どんな家庭にもきっとある『ばんそうこう』は、傷を治すものと思いきや、貼るだけで体の痛みやこりがあっという間に消えると話題に。理学療法士の山内義弘さんは、「こりや痛みは揉んでも解消されません。その原因となっている部分の皮膚をわずかに引っ張ることで、関節や筋肉の働きを改善することができる」という。そこで、ばんそうこうを使った健康法を紹介。首・肩こり、ひじ、歩行時の痛み、ぽっこりお腹も便秘も解消するという貼り方とは?
なぜばんそうこうを貼るだけで痛みが改善される?
関節を覆っている関節包という膜の中にあるセンサーが、体をどう動かすかなどの指令を脳に送っていて、このセンサーの動きが悪いと痛みが生じるが、わずかな刺激を与えることで正常な働きに戻すことができる。

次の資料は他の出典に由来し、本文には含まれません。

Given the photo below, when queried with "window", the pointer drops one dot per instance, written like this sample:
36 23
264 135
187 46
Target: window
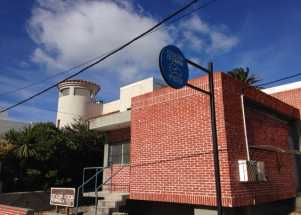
119 153
65 92
81 92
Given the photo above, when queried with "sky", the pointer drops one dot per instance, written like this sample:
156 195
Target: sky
41 39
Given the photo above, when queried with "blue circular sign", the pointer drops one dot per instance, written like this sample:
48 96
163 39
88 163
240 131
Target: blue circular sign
173 67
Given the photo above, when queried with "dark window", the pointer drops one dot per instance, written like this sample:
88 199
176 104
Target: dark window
81 92
65 92
119 153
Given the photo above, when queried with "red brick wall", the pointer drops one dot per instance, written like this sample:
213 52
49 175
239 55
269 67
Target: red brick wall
262 129
7 210
291 97
171 150
120 179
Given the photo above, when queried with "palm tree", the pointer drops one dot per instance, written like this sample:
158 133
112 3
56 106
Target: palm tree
244 75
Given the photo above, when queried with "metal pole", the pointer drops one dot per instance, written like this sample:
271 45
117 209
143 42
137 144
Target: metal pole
245 126
95 187
214 142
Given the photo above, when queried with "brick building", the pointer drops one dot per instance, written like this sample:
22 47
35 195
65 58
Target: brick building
159 148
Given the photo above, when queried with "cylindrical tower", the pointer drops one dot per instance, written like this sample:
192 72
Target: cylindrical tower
75 96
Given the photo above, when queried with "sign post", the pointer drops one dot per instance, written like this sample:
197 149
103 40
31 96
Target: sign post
62 197
174 70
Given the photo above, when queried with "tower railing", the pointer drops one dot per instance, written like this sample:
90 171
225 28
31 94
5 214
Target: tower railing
98 171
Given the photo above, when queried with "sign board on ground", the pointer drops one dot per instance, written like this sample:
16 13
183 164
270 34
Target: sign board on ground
173 67
62 196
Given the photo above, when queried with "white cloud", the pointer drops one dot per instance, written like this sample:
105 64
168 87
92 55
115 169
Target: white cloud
212 39
70 32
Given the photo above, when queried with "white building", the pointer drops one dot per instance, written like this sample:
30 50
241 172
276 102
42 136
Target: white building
77 101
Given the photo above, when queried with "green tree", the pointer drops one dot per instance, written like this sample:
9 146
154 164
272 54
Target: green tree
245 76
42 156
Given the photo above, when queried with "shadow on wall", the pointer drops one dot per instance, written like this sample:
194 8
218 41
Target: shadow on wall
38 200
132 207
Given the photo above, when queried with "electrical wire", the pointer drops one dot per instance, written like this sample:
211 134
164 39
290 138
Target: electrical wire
279 80
95 58
111 53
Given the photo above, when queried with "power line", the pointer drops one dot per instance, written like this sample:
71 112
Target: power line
104 57
51 77
281 79
95 58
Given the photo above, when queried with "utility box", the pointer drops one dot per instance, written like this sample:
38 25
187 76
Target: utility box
251 171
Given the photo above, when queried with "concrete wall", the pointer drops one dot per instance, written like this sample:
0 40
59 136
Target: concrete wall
72 107
138 88
120 181
6 125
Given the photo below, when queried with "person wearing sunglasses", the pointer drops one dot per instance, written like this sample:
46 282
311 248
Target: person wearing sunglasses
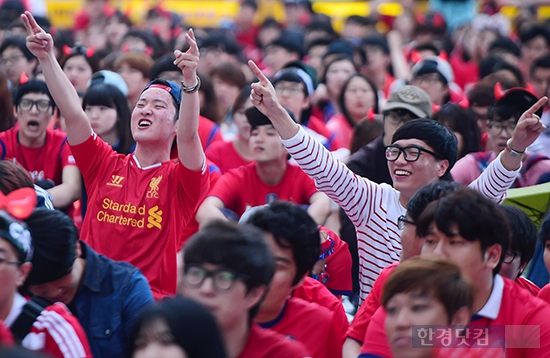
228 269
43 152
374 208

山内さんいわく「改善したい筋肉や関節の動きを正常に戻すのに、ばんそうこうが持つほんのわずかな伸び具合がぴったりでした」という。
一度正しい情報が伝われば、何度も刺激する必要はなく、関節の場合は1分、筋肉なら5分で充分だそう。それだけで効果はしばらく持続し、貼る位置は多少ずれても問題ないそう。
「ただ、貼る方向が正しくないと、刺激を与えるはずが、逆に緩めることになってしまうので気をつけましょう」(山内さん)
ばんそうこうの選び方
100円ショップや、コンビニのPB商品など、どのメーカーのばんそうこうでもOK。ただし、テーピング用のテープなど伸縮性がありすぎるものは不向き。サイズも決まりはないが、20×70mmのものや細長い形状のものが貼りやすい。

ばんそうこうを貼るときの共通ポイント
・貼る方向を確認して始点を決める。そこにばんそうこうの片側を貼り、手指で押さえて、別の手指で反対側を軽く引っ張りながら終点まで貼る。

・ 関節にアプローチ する貼り方の場合は1分貼る
・ 筋肉にアプローチする貼り方の場合は5分貼る
ここからは痛みの部位ごとにばんそうこうの貼り方を紹介する。
首・肩こり
デスクワークやスマホの見すぎなどで同じ姿勢をとり続けると、体が内巻きになり、首や肩こりの原因に。巻き肩や猫背の“震源地”は薬指だという。

【ばんそうこうの貼り方】
手のひらを自分の方に向けて薬指の先端に、ばんそうこうを外向きに巻くように貼っていく。こっている方の薬指に巻くので、両方こっている場合は両手の薬指に巻こう。起床時に肩がこっている場合は、夜貼って寝るのもおすすめだ。薬指にばんそうこうを貼って刺激を与えることで、自然と肩や胸が開き、体が外巻きになってくる。

・腕の骨にアプローチ
腕をひねる起点の軸は、前腕の内側にある細い骨・尺骨の延長線上にある手の薬指にある。ここに刺激を与えれば痛みは改善できる。

ひじの痛み
運動時や荷物を持ったとき、タオルを絞る動作などをしたときに感じるひじの痛みは、ひじの外側の筋肉の働き不足によるもの。テニス肘とも呼ばれる。

【ばんそうこうの貼り方】
【1】腕の前側、力こぶの外側あたりを始点として、手の方に向かって貼る。これでまず、ひじを曲げる筋肉を緩める。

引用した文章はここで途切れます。